La libertad nos constituye como seres humanos. Los tres comportamientos de Fromm: Autoritarismo, destructividad y conformidad. Los vacunados contagian igual que los no vacunados. No lo digo yo, lo dice The Lancet. Basta ya de eufemismos y retórica oficialista. No son pasaportes e indicadores de salud, son permisos de movimiento. Australia, que hace poco gozaba de una de las democracias más liberales del mundo, se ha convertido en un infierno. Incluso Italia lo pide para trabajar. Miles de italianos se manifiestan cada día en las calles más concurridas de sus ciudades y la prensa no dice ni mu. Austria apunta a la vacunación obligatoria y un nuevo confinamiento. Un padre de familia lituano se lamenta por Twitter al no poder ir a comprar a su centro comercial. Without a pass, you’re banned. Estamos asistiendo a una debacle espiritual e irracional de la que no podremos recuperarnos. Aquellos que preferimos acudir a nuestra libre elección somos tildados de fachas conspiranoicos o portadores de un gorrito de papel de aluminio en la cabeza. La ventana de Overton está más abierta que nunca. Por favor, ¿qué más nos queda por ver? ¿Ha empezado ya la guerra por la libertad —me refiero a la libertad de verdad, no la chorrada del eslogan electoral— y no nos hemos dado cuenta?
Hace unas semanas, me topé por redes sociales con unas declaraciones de una instagrammer llamada Deborah Ciencia. «El bien y el mal existen. Los buenos serían los que se vacunan y los malos los que no se vacunan». ¿Por qué se puede alardear de ser divulgador científico en la televisión pública y acudir al moralismo más barato? Recordemos cuando el debate era la forma más sana de poner ideas en común. ¿A quién no le gusta un buen debate? Pues me temo que también lo hemos prohibido. Hace unos meses tuvo lugar un intento de mesa redonda acerca de la gestión de la pandemia en La Clave Cultural, el programa de Federico Ruiz de Lobera. Los invitados: tres médicos disidentes, María Luisa Carcedo, exministra de Sanidad del PSOE, y el presidente del Colegio de Médicos de Madrid. A la pregunta, ¿qué opina de los tropecientosmil efectos secundarios derivados de estas vacunas y sus muertes registradas?

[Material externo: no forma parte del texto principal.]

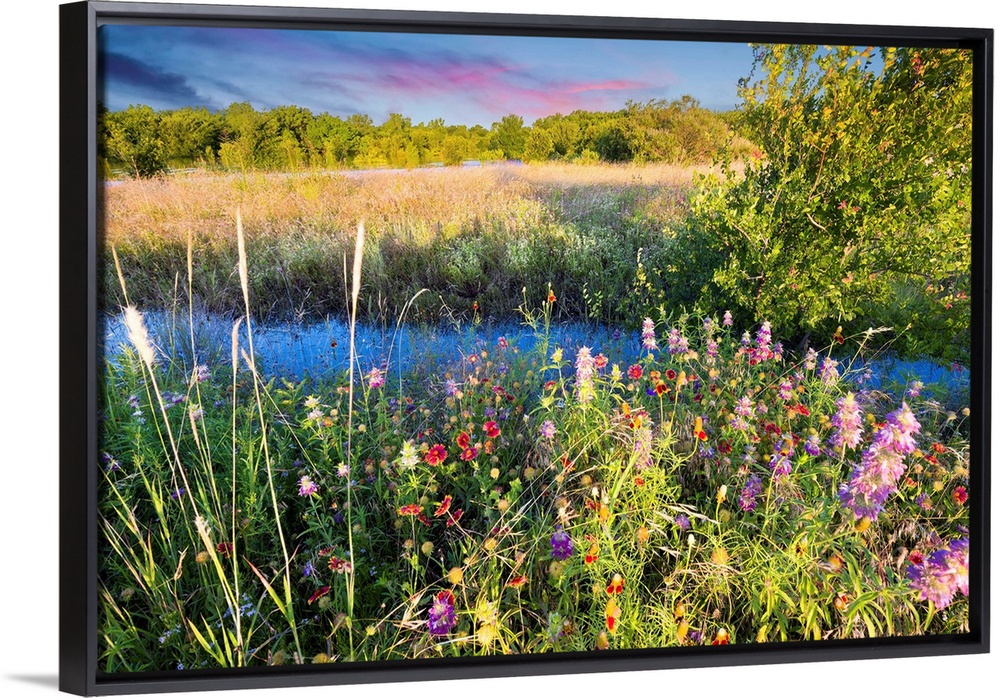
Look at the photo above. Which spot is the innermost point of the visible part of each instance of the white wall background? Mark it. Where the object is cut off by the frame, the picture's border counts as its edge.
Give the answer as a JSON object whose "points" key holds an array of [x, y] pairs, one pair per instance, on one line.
{"points": [[29, 389]]}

Carcedo y el presidente del Colegio de Médicos abandonaron el plató raudos y veloces. El vídeo fue eliminado de YouTube por incumplir las normas de la plataforma. ¿Qué normas son esas? Aquí nadie niega el virus, sólo nos hacemos preguntas. ¿Qué sería de nosotros si no nos hiciéramos preguntas? Hace unos días nos despertábamos con otra noticia: Instagram bloquea el hashtag inmunidad natural. Vamos a ver, ¿qué problema hay ahora con la inmunidad natural? El problema es que esa inmunidad no te la proporciona la vacuna, te la da tu sistema inmunológico.
Polarización y silencio cómplice. Otra pregunta más: ¿Por qué despreciamos nuestra libertad?